5.14.2. Event Loop Management
The vast majority of Anjay’s background tasks and network operations are executed within the Anjay event loop. While a basic implementation is sufficient for simple scenarios, at a larger scale, the way an application handles this event loop - especially regarding connection errors, flow control, and reconnect strategies - becomes critical to the overall stability of the system.
Anjay provides built-in event loop implementations that are suitable for most use cases:
anjay_event_loop_run() - The standard loop that exits when all connections fail and there are no more retries or fallbacks.
anjay_event_loop_run_with_error_handling() - A variant that attempts a reconnect when no server could be reached automatically.

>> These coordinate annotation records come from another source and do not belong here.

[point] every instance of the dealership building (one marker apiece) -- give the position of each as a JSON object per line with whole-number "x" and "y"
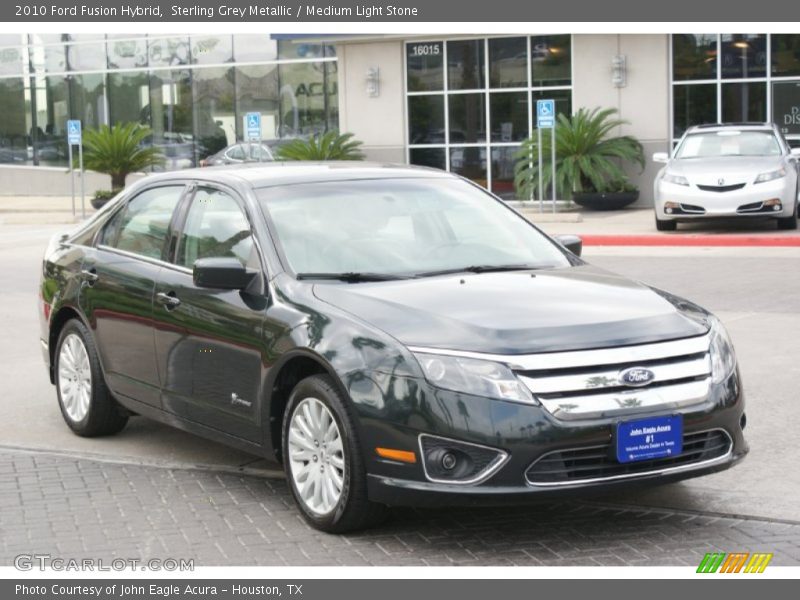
{"x": 461, "y": 103}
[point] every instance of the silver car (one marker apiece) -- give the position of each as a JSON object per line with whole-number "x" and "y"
{"x": 728, "y": 170}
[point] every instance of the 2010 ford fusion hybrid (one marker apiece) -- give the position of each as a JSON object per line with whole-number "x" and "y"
{"x": 392, "y": 335}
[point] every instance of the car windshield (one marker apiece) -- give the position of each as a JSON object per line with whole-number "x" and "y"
{"x": 401, "y": 227}
{"x": 729, "y": 143}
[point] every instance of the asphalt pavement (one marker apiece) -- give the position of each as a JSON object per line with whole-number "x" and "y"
{"x": 214, "y": 497}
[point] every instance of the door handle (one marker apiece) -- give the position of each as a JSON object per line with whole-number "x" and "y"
{"x": 90, "y": 275}
{"x": 169, "y": 301}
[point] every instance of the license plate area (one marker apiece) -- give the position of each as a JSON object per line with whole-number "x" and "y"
{"x": 648, "y": 439}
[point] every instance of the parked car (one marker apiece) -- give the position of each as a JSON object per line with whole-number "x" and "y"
{"x": 239, "y": 153}
{"x": 728, "y": 170}
{"x": 392, "y": 335}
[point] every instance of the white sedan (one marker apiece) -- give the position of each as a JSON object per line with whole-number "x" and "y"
{"x": 728, "y": 170}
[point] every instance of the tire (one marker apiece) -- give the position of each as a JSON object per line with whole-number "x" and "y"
{"x": 90, "y": 411}
{"x": 788, "y": 222}
{"x": 666, "y": 225}
{"x": 351, "y": 510}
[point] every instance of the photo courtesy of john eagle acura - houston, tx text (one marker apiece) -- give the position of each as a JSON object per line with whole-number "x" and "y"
{"x": 391, "y": 335}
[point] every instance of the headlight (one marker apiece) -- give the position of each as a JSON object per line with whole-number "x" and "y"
{"x": 472, "y": 376}
{"x": 676, "y": 179}
{"x": 770, "y": 175}
{"x": 723, "y": 358}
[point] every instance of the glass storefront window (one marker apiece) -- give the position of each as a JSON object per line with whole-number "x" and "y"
{"x": 85, "y": 57}
{"x": 215, "y": 115}
{"x": 694, "y": 56}
{"x": 785, "y": 55}
{"x": 508, "y": 62}
{"x": 168, "y": 52}
{"x": 465, "y": 65}
{"x": 467, "y": 114}
{"x": 428, "y": 157}
{"x": 14, "y": 136}
{"x": 212, "y": 49}
{"x": 170, "y": 112}
{"x": 551, "y": 60}
{"x": 508, "y": 113}
{"x": 426, "y": 119}
{"x": 254, "y": 48}
{"x": 693, "y": 105}
{"x": 743, "y": 55}
{"x": 425, "y": 66}
{"x": 503, "y": 161}
{"x": 125, "y": 52}
{"x": 744, "y": 102}
{"x": 87, "y": 99}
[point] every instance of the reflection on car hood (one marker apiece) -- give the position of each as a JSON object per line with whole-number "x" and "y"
{"x": 733, "y": 169}
{"x": 515, "y": 313}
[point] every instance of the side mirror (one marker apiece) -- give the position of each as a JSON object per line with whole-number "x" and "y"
{"x": 662, "y": 157}
{"x": 571, "y": 242}
{"x": 224, "y": 273}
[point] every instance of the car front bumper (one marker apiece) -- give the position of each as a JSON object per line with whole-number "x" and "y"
{"x": 527, "y": 433}
{"x": 749, "y": 201}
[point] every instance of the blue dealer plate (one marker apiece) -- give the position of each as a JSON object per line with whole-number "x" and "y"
{"x": 646, "y": 439}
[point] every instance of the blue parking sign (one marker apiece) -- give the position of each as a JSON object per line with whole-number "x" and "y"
{"x": 252, "y": 126}
{"x": 73, "y": 132}
{"x": 545, "y": 114}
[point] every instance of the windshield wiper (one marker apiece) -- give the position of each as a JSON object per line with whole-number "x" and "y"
{"x": 479, "y": 269}
{"x": 352, "y": 276}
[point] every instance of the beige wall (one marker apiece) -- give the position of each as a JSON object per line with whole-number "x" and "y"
{"x": 379, "y": 122}
{"x": 644, "y": 100}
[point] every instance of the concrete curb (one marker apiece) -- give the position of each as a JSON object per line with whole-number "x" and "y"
{"x": 680, "y": 239}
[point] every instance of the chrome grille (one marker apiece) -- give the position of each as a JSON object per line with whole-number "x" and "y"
{"x": 587, "y": 385}
{"x": 597, "y": 463}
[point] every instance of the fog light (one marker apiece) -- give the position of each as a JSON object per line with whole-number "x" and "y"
{"x": 449, "y": 461}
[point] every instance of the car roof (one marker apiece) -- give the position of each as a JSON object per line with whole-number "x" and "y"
{"x": 273, "y": 173}
{"x": 745, "y": 126}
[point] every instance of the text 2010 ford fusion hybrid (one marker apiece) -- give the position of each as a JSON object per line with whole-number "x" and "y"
{"x": 392, "y": 335}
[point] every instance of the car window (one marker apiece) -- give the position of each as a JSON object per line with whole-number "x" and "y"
{"x": 235, "y": 153}
{"x": 216, "y": 226}
{"x": 142, "y": 226}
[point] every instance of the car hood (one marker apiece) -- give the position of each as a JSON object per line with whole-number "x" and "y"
{"x": 516, "y": 313}
{"x": 733, "y": 169}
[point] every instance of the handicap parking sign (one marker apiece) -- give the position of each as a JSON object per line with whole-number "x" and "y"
{"x": 252, "y": 125}
{"x": 73, "y": 132}
{"x": 545, "y": 114}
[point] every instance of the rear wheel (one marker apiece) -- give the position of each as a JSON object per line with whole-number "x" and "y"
{"x": 662, "y": 225}
{"x": 323, "y": 461}
{"x": 86, "y": 403}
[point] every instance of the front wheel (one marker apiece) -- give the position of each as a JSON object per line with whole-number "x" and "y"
{"x": 662, "y": 225}
{"x": 86, "y": 403}
{"x": 323, "y": 461}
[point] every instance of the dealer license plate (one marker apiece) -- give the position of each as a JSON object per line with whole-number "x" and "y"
{"x": 646, "y": 439}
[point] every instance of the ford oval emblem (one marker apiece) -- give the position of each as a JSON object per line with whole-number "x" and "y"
{"x": 636, "y": 376}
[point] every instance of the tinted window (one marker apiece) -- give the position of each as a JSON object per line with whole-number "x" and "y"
{"x": 215, "y": 226}
{"x": 142, "y": 226}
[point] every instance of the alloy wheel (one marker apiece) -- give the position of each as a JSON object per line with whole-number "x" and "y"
{"x": 316, "y": 456}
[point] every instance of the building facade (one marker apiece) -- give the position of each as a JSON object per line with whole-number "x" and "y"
{"x": 459, "y": 103}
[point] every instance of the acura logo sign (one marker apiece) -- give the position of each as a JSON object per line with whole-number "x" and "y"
{"x": 636, "y": 377}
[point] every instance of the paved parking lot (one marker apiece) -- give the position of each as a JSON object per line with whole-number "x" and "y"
{"x": 149, "y": 500}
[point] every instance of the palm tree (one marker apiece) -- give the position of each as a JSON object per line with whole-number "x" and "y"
{"x": 119, "y": 150}
{"x": 328, "y": 146}
{"x": 588, "y": 159}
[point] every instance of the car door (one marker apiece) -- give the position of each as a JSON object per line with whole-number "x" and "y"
{"x": 209, "y": 341}
{"x": 117, "y": 294}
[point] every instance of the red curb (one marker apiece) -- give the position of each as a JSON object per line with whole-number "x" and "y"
{"x": 679, "y": 239}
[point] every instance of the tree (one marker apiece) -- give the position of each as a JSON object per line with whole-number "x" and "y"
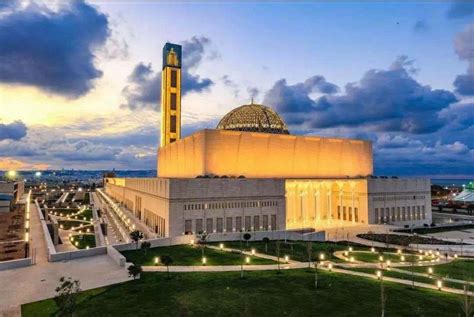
{"x": 202, "y": 239}
{"x": 136, "y": 236}
{"x": 167, "y": 260}
{"x": 383, "y": 296}
{"x": 66, "y": 296}
{"x": 134, "y": 270}
{"x": 266, "y": 241}
{"x": 309, "y": 251}
{"x": 145, "y": 246}
{"x": 247, "y": 237}
{"x": 277, "y": 249}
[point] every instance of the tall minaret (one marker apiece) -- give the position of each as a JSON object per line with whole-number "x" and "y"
{"x": 171, "y": 94}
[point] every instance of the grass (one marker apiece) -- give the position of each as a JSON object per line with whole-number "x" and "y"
{"x": 88, "y": 240}
{"x": 295, "y": 249}
{"x": 261, "y": 293}
{"x": 188, "y": 255}
{"x": 68, "y": 224}
{"x": 407, "y": 276}
{"x": 458, "y": 269}
{"x": 374, "y": 257}
{"x": 437, "y": 229}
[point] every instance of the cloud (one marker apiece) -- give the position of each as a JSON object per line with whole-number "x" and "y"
{"x": 383, "y": 100}
{"x": 143, "y": 90}
{"x": 420, "y": 26}
{"x": 13, "y": 131}
{"x": 291, "y": 99}
{"x": 464, "y": 48}
{"x": 460, "y": 9}
{"x": 52, "y": 50}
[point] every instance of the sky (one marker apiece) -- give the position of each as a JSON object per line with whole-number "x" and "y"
{"x": 80, "y": 80}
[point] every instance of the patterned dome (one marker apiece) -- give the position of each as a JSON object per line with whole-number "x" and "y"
{"x": 253, "y": 118}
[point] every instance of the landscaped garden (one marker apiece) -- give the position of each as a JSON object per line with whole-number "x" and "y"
{"x": 296, "y": 250}
{"x": 190, "y": 255}
{"x": 83, "y": 241}
{"x": 261, "y": 293}
{"x": 403, "y": 240}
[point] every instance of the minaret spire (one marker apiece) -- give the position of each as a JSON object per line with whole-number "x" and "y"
{"x": 171, "y": 94}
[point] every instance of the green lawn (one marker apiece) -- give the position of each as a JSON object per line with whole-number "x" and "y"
{"x": 188, "y": 255}
{"x": 263, "y": 293}
{"x": 458, "y": 269}
{"x": 374, "y": 257}
{"x": 407, "y": 276}
{"x": 88, "y": 240}
{"x": 68, "y": 224}
{"x": 296, "y": 250}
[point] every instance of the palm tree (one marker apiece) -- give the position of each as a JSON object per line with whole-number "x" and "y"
{"x": 167, "y": 260}
{"x": 134, "y": 270}
{"x": 136, "y": 236}
{"x": 202, "y": 241}
{"x": 309, "y": 251}
{"x": 145, "y": 246}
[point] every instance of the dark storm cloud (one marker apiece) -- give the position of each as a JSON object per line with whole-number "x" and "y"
{"x": 464, "y": 48}
{"x": 461, "y": 9}
{"x": 13, "y": 131}
{"x": 144, "y": 84}
{"x": 53, "y": 51}
{"x": 383, "y": 100}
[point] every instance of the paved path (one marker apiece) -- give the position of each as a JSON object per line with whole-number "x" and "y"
{"x": 37, "y": 282}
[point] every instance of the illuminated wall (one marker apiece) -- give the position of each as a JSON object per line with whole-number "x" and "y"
{"x": 326, "y": 203}
{"x": 263, "y": 155}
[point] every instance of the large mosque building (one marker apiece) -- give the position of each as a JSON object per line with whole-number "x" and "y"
{"x": 251, "y": 174}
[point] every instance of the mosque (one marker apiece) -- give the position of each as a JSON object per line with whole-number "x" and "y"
{"x": 251, "y": 174}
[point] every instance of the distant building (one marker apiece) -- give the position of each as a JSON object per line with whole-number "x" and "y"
{"x": 251, "y": 174}
{"x": 10, "y": 193}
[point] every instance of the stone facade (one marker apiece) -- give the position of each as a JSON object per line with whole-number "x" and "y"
{"x": 264, "y": 155}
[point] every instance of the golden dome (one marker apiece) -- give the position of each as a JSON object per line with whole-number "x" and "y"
{"x": 253, "y": 118}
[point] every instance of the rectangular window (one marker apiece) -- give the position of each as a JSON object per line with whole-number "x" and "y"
{"x": 238, "y": 223}
{"x": 228, "y": 224}
{"x": 188, "y": 225}
{"x": 256, "y": 223}
{"x": 174, "y": 78}
{"x": 173, "y": 101}
{"x": 209, "y": 225}
{"x": 198, "y": 225}
{"x": 220, "y": 225}
{"x": 248, "y": 221}
{"x": 173, "y": 124}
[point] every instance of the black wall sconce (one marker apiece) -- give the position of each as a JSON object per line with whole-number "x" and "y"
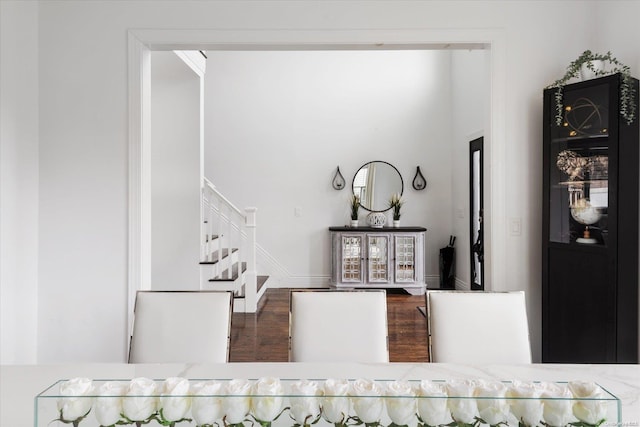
{"x": 419, "y": 183}
{"x": 338, "y": 180}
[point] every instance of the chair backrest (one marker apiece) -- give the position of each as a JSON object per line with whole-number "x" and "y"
{"x": 478, "y": 327}
{"x": 181, "y": 326}
{"x": 338, "y": 326}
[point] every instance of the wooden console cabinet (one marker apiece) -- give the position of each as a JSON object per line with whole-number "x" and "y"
{"x": 367, "y": 257}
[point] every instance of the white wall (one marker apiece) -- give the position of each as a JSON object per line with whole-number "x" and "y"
{"x": 83, "y": 135}
{"x": 175, "y": 174}
{"x": 278, "y": 123}
{"x": 619, "y": 39}
{"x": 469, "y": 111}
{"x": 19, "y": 181}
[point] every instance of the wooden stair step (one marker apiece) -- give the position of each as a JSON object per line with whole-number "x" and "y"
{"x": 234, "y": 274}
{"x": 215, "y": 258}
{"x": 261, "y": 280}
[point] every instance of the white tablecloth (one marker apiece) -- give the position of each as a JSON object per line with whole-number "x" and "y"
{"x": 21, "y": 383}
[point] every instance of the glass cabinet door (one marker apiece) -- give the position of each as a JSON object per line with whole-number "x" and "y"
{"x": 405, "y": 261}
{"x": 351, "y": 259}
{"x": 579, "y": 169}
{"x": 378, "y": 258}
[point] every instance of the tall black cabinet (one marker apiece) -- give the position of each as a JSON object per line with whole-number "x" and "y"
{"x": 590, "y": 226}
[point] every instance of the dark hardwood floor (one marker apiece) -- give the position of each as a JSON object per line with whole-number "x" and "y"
{"x": 263, "y": 336}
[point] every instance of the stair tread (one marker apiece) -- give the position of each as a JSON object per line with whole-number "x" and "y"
{"x": 261, "y": 281}
{"x": 234, "y": 274}
{"x": 214, "y": 256}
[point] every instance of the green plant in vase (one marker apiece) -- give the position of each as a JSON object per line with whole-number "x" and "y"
{"x": 354, "y": 204}
{"x": 589, "y": 60}
{"x": 395, "y": 203}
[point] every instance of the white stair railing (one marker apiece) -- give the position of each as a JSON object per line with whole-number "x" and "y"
{"x": 234, "y": 228}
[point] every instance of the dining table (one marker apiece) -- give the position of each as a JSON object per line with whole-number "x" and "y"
{"x": 20, "y": 384}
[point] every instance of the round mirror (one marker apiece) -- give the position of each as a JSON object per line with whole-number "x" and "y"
{"x": 375, "y": 183}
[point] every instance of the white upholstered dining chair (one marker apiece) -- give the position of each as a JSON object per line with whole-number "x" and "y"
{"x": 181, "y": 326}
{"x": 478, "y": 327}
{"x": 338, "y": 326}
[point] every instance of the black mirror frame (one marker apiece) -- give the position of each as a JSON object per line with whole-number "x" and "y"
{"x": 377, "y": 161}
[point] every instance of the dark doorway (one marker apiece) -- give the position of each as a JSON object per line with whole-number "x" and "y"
{"x": 476, "y": 213}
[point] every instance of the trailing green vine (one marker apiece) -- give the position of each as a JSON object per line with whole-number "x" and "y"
{"x": 627, "y": 90}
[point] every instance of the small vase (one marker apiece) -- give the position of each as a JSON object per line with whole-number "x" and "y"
{"x": 376, "y": 219}
{"x": 587, "y": 74}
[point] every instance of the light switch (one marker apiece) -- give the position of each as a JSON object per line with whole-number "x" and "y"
{"x": 515, "y": 226}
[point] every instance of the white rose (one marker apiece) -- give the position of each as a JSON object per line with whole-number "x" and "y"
{"x": 461, "y": 402}
{"x": 206, "y": 402}
{"x": 401, "y": 402}
{"x": 432, "y": 403}
{"x": 590, "y": 411}
{"x": 140, "y": 400}
{"x": 335, "y": 403}
{"x": 174, "y": 400}
{"x": 492, "y": 405}
{"x": 108, "y": 406}
{"x": 366, "y": 401}
{"x": 237, "y": 403}
{"x": 75, "y": 403}
{"x": 267, "y": 400}
{"x": 305, "y": 402}
{"x": 526, "y": 405}
{"x": 556, "y": 404}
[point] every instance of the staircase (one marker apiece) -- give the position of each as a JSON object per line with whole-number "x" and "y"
{"x": 228, "y": 250}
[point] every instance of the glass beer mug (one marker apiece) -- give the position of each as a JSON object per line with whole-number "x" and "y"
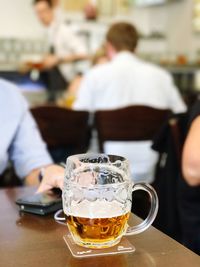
{"x": 97, "y": 200}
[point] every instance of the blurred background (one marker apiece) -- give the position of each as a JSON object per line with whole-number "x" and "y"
{"x": 169, "y": 36}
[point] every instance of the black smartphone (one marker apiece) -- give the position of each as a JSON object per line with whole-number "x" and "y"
{"x": 41, "y": 203}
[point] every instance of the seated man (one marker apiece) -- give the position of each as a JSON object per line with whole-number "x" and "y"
{"x": 127, "y": 80}
{"x": 21, "y": 141}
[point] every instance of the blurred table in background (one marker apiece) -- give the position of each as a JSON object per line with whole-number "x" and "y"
{"x": 31, "y": 240}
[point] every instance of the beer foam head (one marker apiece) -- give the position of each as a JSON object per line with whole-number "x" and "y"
{"x": 97, "y": 209}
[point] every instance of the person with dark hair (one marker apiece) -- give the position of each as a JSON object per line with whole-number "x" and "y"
{"x": 127, "y": 80}
{"x": 66, "y": 48}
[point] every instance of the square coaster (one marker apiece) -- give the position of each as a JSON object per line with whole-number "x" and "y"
{"x": 80, "y": 252}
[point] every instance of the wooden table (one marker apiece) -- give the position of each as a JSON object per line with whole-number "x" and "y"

For specialized hardware or specific integration requirements, you may need to implement a Custom event loop.
To further customize the logic related to reconnections and error handling, the application may call several Anjay functions or set specific callbacks to fine-tune its behavior. They are defined in the core.h file, and the most important ones are:
5.14.3. Confirmable vs Non-Confirmable Notifications
Notifications (Information Reporting) can be sent as either Confirmable (CON) or Non-confirmable (NON) CoAP messages. Choosing the right type is critical for minimizing server load and bandwidth.
Non-confirmable (NON): These messages do not require an acknowledgement (ACK) from the server. This significantly reduces the total number of packets exchanged, lowering both the bandwidth usage and the processing overhead on the LwM2M Server. It is however an unreliable method of communication, and is suitable for non-critical data that can be lost without significant consequences (e.g. periodic sensor readings).
Confirmable (CON): These require an ACK. If the ACK is not received, the device will retransmit the message, consuming more network resources. Unlike NON messages, CON notifications are suitable for critical data that must be delivered to the server (e.g. alarm notifications).
Anjay’s Behavior
By default, Anjay sends almost all notifications as NON. To maintain compliance with RFC 7641, Anjay automatically sends a CON notification once every 24 hours to verify that the server is still interested in the resource.
Global Configuration: Use the confirmable_notifications field in the
anjay_configuration_tstruct to set the default behavior.Fine-grained Control: The LwM2M
conattribute (Section 7.3.2 of the LwM2M 1.2 Core Specification) can be set per-resource to force confirmable notifications for critical data only. Be sure to enableANJAY_WITH_CON_ATTRconfiguration switch in compile time.